Manilkara zapota
By Jeremy Trombley
Also known by the names sapotilla, sopota, zapote, chico sapote, chiku, naseberry and tree potato, this fruit is popular throughout Central America and northern South America. Many of the names given to it are variations of the Aztec name zapotl, which is used to identify many different plants and causes much confusion.
The sapodilla fruit is about the size and shape of an apple or pear with a rough brown skin. The flesh is brown or yellow containing large, black seeds, and has been likened to that of a pear. Usually they are eaten raw, though in some places they are boiled down to make a syrup. They must be eaten when ripe as latex and tannin give the unripe fruit a strongly astringent flavor. The tree also produces a latex called chicle which is used to make chewing gum.
The tree is thought to have originated in the region of the Yucatan peninsula, and has been cultivated for several centuries.
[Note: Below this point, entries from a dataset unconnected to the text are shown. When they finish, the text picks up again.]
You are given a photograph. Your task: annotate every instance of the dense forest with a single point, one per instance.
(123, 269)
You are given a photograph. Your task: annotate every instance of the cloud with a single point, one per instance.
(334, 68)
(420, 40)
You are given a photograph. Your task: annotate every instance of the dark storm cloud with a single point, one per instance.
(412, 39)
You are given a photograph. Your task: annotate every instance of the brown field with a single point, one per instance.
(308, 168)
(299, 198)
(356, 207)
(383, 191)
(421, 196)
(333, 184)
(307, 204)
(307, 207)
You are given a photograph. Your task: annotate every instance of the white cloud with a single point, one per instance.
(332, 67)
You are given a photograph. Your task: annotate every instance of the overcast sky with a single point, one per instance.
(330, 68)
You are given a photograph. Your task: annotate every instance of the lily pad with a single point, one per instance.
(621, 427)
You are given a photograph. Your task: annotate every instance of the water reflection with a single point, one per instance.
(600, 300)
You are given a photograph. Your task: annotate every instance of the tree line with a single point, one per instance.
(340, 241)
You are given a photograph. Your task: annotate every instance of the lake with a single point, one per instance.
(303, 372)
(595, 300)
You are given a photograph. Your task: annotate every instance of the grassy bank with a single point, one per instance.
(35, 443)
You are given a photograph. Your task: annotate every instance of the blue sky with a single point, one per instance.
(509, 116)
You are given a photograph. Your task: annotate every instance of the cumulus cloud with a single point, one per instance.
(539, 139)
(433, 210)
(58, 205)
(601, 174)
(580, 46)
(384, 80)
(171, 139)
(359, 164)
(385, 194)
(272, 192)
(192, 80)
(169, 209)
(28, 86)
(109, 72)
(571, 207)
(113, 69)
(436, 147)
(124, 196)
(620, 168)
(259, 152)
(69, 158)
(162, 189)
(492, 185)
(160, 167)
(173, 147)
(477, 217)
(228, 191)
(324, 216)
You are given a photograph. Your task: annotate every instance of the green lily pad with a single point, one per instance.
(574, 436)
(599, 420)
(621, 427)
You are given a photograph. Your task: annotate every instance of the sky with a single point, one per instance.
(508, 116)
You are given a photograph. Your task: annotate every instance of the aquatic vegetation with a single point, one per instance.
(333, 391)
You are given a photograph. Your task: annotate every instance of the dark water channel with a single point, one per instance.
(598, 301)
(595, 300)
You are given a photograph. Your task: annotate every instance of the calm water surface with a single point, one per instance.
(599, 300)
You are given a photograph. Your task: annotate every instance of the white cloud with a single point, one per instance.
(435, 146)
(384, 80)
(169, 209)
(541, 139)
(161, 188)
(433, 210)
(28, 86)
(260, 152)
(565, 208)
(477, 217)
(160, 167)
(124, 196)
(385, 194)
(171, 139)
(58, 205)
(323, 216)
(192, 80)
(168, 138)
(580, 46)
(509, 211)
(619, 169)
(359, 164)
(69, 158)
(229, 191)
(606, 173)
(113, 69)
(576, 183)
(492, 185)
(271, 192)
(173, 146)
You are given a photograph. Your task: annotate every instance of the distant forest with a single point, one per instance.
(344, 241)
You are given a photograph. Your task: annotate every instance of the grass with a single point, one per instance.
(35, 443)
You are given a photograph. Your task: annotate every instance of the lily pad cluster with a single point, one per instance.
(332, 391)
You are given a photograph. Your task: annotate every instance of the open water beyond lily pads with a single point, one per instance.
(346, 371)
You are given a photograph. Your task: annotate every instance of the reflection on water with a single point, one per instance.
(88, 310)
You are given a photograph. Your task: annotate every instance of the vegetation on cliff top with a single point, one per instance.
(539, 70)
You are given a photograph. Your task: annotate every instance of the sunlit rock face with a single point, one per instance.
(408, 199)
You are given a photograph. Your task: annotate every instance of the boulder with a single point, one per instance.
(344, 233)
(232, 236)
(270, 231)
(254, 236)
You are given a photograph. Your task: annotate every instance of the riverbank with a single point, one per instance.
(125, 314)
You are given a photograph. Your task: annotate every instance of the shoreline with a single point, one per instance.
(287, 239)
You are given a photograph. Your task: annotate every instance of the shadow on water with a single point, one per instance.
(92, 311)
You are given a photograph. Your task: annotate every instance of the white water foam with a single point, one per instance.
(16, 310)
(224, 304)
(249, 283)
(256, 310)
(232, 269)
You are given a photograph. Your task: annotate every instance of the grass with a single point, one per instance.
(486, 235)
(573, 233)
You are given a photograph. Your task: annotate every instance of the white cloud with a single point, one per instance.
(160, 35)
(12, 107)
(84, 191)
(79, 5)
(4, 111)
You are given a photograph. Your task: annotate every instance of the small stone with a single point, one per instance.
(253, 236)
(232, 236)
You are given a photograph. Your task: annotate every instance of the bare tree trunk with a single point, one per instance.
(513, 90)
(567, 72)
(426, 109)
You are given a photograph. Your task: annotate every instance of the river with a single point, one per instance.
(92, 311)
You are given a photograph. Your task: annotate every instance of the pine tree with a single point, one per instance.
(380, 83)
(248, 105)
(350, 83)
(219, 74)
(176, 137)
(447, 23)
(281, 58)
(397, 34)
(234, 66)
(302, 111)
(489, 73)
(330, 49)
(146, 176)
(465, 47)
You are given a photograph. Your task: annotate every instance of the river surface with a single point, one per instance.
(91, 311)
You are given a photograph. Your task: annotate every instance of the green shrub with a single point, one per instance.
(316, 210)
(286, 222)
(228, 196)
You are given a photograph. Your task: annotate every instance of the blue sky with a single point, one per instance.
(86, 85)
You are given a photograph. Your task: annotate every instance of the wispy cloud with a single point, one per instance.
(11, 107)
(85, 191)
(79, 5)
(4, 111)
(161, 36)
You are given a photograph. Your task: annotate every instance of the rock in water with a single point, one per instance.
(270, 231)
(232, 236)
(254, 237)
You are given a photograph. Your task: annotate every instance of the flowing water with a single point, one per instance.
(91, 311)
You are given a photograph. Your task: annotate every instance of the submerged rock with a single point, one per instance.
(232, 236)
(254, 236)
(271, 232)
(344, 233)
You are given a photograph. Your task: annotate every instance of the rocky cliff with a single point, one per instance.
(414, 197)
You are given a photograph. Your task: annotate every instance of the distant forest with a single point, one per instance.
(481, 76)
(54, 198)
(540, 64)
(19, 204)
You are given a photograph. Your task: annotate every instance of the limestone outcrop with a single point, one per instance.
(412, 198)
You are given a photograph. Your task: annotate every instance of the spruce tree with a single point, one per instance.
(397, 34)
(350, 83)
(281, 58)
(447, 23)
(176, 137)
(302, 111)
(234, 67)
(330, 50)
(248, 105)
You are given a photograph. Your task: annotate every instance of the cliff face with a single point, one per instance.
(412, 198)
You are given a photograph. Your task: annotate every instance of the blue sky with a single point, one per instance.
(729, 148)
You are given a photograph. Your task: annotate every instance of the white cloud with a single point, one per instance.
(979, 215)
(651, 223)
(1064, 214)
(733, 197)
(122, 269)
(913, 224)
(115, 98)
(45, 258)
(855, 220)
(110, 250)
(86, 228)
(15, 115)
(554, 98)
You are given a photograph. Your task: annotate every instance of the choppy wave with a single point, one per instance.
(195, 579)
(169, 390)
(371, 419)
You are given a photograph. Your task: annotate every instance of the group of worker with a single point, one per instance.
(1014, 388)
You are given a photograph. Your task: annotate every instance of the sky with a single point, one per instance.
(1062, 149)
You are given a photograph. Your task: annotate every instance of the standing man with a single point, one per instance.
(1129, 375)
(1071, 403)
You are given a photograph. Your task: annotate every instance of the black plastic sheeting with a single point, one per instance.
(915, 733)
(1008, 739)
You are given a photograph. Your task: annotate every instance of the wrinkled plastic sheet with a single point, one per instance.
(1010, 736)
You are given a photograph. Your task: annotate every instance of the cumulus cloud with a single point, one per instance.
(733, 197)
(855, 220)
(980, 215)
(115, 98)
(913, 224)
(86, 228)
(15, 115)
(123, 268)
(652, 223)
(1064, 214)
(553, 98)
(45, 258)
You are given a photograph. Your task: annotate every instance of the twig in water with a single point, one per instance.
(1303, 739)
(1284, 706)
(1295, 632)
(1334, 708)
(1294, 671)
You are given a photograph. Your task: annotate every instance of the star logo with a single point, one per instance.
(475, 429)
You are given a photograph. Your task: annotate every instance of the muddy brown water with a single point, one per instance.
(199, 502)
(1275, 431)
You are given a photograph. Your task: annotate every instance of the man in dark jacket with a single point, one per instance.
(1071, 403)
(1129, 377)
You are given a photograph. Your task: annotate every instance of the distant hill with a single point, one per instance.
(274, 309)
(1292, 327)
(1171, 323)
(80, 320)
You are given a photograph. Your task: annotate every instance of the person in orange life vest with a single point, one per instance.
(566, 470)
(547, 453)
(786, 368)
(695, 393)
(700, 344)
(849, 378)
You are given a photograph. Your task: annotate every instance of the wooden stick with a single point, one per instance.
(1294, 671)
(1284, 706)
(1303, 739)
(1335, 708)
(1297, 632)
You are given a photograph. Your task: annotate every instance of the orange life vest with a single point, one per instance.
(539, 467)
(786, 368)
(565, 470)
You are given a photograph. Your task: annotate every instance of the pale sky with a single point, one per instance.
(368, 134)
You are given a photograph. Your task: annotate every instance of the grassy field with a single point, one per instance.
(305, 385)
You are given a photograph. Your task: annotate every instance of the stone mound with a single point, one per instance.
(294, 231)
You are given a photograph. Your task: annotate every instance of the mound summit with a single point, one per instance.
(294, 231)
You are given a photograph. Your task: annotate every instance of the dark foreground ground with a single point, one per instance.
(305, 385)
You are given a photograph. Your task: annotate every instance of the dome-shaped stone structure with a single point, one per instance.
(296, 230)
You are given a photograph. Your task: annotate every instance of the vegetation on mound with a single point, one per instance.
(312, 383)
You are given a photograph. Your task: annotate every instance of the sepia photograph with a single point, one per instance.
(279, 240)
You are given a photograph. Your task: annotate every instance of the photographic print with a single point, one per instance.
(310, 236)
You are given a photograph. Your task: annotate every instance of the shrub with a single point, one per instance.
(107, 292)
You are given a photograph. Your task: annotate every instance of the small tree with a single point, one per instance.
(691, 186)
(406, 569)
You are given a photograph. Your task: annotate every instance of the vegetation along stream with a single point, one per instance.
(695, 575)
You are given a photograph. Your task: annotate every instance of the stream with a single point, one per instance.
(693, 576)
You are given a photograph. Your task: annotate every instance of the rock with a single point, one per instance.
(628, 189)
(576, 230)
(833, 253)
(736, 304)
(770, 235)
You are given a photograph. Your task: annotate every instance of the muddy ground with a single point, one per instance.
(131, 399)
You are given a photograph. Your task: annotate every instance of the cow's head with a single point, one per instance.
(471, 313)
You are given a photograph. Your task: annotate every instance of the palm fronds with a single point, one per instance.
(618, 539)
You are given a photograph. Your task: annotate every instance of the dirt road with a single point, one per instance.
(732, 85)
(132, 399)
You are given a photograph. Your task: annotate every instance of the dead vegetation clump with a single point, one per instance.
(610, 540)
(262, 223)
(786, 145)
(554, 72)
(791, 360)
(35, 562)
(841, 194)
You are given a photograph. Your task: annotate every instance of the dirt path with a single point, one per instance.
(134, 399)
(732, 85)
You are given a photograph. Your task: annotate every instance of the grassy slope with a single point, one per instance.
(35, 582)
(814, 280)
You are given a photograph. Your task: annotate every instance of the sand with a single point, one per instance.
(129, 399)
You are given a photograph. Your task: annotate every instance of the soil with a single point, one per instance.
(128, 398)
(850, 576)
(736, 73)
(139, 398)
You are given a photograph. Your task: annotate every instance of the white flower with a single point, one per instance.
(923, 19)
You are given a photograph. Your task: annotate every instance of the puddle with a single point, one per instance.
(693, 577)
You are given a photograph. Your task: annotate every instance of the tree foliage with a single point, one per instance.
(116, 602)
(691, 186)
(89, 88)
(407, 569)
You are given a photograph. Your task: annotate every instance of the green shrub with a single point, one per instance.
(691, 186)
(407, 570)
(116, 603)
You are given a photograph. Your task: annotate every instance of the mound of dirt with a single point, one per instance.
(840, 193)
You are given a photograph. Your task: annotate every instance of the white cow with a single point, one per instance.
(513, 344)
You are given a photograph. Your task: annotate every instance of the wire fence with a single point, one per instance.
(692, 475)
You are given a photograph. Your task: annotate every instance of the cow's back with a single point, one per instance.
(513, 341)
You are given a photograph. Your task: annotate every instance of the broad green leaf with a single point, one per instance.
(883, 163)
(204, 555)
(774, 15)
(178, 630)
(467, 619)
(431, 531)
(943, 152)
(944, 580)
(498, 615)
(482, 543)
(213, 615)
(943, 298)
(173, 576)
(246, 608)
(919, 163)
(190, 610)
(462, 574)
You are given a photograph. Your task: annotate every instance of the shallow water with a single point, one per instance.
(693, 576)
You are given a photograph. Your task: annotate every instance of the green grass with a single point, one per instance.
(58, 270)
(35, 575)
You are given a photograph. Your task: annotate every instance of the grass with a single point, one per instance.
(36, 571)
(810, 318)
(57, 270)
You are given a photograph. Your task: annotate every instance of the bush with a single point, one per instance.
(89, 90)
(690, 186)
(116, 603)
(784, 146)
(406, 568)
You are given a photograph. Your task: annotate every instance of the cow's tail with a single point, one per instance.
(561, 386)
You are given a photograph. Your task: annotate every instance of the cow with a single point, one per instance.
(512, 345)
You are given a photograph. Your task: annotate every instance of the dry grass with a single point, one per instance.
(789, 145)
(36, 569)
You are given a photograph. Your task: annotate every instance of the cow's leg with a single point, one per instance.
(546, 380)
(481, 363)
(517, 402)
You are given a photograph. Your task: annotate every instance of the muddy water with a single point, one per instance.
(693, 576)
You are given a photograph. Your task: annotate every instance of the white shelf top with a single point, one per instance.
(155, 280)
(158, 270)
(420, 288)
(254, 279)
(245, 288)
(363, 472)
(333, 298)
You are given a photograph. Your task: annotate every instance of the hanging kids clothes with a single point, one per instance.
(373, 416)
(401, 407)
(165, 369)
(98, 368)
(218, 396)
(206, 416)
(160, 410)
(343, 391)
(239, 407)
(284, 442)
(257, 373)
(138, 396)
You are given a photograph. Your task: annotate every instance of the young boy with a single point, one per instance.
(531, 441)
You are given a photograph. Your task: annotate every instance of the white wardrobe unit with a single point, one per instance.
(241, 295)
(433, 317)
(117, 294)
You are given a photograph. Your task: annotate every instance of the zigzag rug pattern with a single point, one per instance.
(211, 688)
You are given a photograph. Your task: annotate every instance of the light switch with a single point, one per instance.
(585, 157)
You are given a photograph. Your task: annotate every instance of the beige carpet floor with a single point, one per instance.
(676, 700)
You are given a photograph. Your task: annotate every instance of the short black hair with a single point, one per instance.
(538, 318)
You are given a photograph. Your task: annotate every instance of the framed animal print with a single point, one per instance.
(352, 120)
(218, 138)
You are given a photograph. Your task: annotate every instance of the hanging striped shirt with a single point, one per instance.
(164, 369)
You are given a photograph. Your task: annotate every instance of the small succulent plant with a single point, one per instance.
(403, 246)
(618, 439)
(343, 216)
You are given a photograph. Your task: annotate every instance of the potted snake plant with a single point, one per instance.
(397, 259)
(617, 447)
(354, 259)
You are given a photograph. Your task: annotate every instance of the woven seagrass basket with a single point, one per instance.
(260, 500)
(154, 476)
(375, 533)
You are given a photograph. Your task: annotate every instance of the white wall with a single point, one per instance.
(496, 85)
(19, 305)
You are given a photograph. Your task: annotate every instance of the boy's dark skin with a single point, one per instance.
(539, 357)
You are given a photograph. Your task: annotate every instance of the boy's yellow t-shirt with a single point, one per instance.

Lintels made from the timber have been found in Mayan ruins. Spanish travelers introduced the plant to the Philippines where it spread into South East Asia. The seeds contain a small amount of the toxin saponin, ingestion of which can cause abdominal pain and vomiting. However, parts of the plant and fruit have been used medicinially. The young fruits are used to cure diarrhea, and a decoction of older leaves is used to treat coughs and colds.
Davidson, Alan. The Oxford Companion to Food 2nd Ed. 2nd ed. Oxford University Press, USA, 2006.
Morton, Julia. Fruits of Warm Climates. Miami, FL: Julia F. Morton, 1987.